Other tech giants have developed their own internal solutions to the problems YugaByte addresses, such as Google with BigTable and Spanner, and Pinterest’s Zen.
Most enterprises still use legacy SQL, which doesn’t provide the agility of the cloud and doesn’t have all the access patterns you’d need to build features in modern applications such as machine learning, time series, and Spark integration, Ranganathan said. This is especially true for applications such as fraud detection, recommendation engines and the Internet of Things — applications require scalable infrastructure that’s resilient to failure, geo-distributed, and portable across clouds.
NoSQL databases tend to specialize in a different access pattern, such as MongoDB’s focus on the document model and Cassandra’s on high-volume.

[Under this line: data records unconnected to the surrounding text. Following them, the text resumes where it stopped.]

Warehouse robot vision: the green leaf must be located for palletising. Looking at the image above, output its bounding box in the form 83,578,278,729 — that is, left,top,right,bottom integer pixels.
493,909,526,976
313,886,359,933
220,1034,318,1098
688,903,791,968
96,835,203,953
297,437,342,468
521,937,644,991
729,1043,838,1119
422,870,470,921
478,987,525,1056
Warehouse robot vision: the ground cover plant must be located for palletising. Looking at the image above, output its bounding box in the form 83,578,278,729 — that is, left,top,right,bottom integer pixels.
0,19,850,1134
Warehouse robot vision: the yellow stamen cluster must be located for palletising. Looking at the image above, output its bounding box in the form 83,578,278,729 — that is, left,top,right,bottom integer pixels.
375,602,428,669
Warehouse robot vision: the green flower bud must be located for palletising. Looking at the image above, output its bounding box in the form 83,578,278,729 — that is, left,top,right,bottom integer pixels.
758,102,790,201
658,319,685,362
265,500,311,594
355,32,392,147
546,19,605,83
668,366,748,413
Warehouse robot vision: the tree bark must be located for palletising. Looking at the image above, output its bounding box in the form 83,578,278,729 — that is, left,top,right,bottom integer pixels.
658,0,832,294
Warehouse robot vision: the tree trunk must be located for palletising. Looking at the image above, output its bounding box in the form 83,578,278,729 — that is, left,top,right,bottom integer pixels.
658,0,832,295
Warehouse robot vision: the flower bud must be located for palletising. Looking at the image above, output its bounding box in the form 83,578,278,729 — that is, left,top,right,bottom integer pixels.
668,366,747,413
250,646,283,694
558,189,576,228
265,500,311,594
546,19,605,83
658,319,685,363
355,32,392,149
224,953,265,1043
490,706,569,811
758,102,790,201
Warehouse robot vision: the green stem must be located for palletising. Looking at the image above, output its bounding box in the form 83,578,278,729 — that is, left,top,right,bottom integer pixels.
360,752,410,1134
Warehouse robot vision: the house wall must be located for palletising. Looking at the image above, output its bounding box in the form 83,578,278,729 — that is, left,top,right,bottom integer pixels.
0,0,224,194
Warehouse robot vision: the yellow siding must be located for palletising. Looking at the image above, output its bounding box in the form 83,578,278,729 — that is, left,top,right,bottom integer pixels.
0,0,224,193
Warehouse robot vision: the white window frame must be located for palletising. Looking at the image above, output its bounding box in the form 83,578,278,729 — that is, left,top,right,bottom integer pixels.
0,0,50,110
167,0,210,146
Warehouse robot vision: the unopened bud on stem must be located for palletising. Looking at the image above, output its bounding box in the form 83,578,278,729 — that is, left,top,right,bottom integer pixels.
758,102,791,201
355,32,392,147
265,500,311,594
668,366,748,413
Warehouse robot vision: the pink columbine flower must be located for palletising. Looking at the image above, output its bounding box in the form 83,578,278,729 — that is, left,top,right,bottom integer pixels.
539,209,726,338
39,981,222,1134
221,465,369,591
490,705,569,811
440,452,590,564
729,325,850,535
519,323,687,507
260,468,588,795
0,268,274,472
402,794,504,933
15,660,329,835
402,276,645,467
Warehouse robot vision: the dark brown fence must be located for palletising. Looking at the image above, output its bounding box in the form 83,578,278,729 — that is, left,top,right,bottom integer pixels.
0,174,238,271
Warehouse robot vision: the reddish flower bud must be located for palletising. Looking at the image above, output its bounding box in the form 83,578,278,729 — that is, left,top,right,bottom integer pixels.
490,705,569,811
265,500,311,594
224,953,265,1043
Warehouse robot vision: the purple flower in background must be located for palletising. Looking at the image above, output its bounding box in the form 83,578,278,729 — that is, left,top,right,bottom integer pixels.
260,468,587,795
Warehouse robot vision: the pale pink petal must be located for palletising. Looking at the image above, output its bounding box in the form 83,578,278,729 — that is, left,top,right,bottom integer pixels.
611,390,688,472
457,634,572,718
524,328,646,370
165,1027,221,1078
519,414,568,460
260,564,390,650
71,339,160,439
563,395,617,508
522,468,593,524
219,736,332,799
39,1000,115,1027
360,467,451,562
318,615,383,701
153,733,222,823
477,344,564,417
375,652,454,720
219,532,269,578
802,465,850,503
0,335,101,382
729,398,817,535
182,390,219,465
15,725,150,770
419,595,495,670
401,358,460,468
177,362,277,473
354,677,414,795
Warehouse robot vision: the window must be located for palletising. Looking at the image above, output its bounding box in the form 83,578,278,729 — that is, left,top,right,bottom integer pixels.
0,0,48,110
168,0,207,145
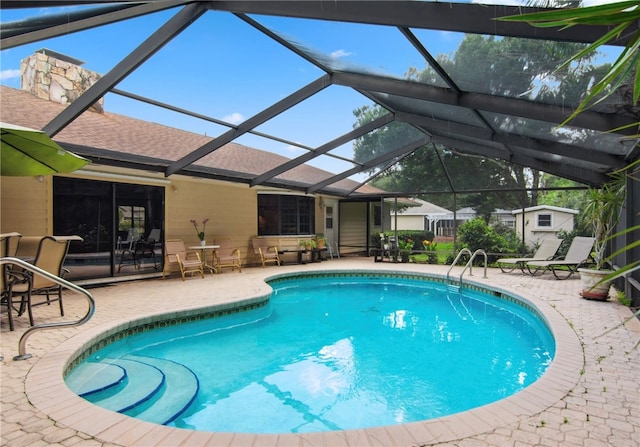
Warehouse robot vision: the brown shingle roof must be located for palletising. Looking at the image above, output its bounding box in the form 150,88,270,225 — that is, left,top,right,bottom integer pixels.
0,86,381,193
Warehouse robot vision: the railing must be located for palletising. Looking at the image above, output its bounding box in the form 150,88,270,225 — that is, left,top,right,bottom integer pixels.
447,248,487,288
0,257,96,360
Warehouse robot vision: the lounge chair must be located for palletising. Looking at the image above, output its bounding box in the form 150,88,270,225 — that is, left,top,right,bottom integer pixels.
162,239,204,281
496,237,562,273
251,237,280,267
213,237,242,273
9,236,70,326
526,236,595,279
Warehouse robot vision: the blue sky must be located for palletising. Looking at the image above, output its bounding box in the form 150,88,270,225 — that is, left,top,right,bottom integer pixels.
0,1,624,178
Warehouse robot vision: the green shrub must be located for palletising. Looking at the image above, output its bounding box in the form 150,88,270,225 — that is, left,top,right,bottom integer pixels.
458,218,519,264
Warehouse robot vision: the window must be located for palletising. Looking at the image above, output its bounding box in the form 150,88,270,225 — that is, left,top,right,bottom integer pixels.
258,194,315,236
536,213,553,229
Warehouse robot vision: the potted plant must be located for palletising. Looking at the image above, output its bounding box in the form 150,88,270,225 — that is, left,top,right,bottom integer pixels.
398,238,413,262
298,239,316,250
578,171,626,300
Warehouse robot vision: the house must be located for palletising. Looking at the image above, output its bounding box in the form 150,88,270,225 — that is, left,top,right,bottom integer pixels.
391,199,454,236
512,205,578,245
456,207,515,228
0,50,398,280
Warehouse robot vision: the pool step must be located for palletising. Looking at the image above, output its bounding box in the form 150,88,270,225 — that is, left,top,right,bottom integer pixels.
125,357,200,425
65,362,127,397
65,355,199,424
87,358,164,413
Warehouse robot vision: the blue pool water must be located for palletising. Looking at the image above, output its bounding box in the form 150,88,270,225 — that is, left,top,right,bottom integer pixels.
67,275,555,433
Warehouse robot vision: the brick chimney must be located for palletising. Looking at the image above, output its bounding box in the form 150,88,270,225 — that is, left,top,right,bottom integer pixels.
20,48,104,113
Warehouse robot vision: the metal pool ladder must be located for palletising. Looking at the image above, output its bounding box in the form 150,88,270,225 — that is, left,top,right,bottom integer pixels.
447,248,487,290
0,257,96,360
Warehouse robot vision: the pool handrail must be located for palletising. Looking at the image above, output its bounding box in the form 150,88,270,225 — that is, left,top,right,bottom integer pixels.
447,248,487,287
0,257,96,360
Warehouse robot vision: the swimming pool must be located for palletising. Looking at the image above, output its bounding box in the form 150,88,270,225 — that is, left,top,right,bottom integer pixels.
66,274,554,433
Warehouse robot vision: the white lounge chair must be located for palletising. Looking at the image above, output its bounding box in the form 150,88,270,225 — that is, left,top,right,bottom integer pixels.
526,236,595,279
496,237,562,273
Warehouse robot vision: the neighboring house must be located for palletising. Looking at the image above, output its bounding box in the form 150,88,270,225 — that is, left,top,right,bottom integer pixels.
391,199,454,236
0,53,391,279
456,207,516,228
512,205,578,246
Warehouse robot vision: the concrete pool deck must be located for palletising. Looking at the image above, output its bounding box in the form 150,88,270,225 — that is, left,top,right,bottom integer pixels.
0,258,640,447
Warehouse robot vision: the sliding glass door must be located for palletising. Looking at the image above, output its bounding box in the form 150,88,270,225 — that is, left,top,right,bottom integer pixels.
53,177,164,280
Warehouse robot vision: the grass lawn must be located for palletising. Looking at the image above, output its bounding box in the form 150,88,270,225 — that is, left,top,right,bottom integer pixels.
410,242,453,264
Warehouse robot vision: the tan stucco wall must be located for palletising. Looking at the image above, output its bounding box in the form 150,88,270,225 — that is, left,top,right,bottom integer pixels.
0,176,53,236
391,214,424,231
165,178,258,264
0,171,344,265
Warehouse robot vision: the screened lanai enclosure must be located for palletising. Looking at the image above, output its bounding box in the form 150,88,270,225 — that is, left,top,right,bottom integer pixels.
0,0,640,300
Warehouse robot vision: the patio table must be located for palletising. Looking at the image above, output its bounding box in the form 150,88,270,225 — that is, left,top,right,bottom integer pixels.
188,245,220,273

And NoSQL is not fully designed for mission-critical applications because it’s inconsistent and can compromise data integrity.
The “mishmash” he’s referring to usually multiple data centers, a sharded SQL setup in a master-slave configuration in a replicated fashion to keep critical data, often a NoSQL setup for the alternate access patterns — time series, graph, flexible schema document, etc. Then there’s invariably a cache to enable low-latency access, which is also manually sharded and replicated.
The app figures out which pieces of data are absolutely critical and need to go to MySQL, how pieces of data are accessed and which can go to NoSQL, which subset of that data has to go in the cache for low-latency access. This depends on usage patterns, not application architecture because usage patterns change and the data pattern has to evolve. Then you have to figure out how to replicate data between the MySQL master-slave or cache cluster.
All this comes at a huge cost in development and operations to keep this running, and these are not even people working on the application. Because the system is so fragile, it inevitably means inconsistency and data loss, which involves hours of debugging, he explained.
Addressing Pain Points
Traditionally, you would have chosen a different silo for each access pattern — flexible schema, key-value, time series, relational. YugaByte is built on a common core with each of those access patterns on top.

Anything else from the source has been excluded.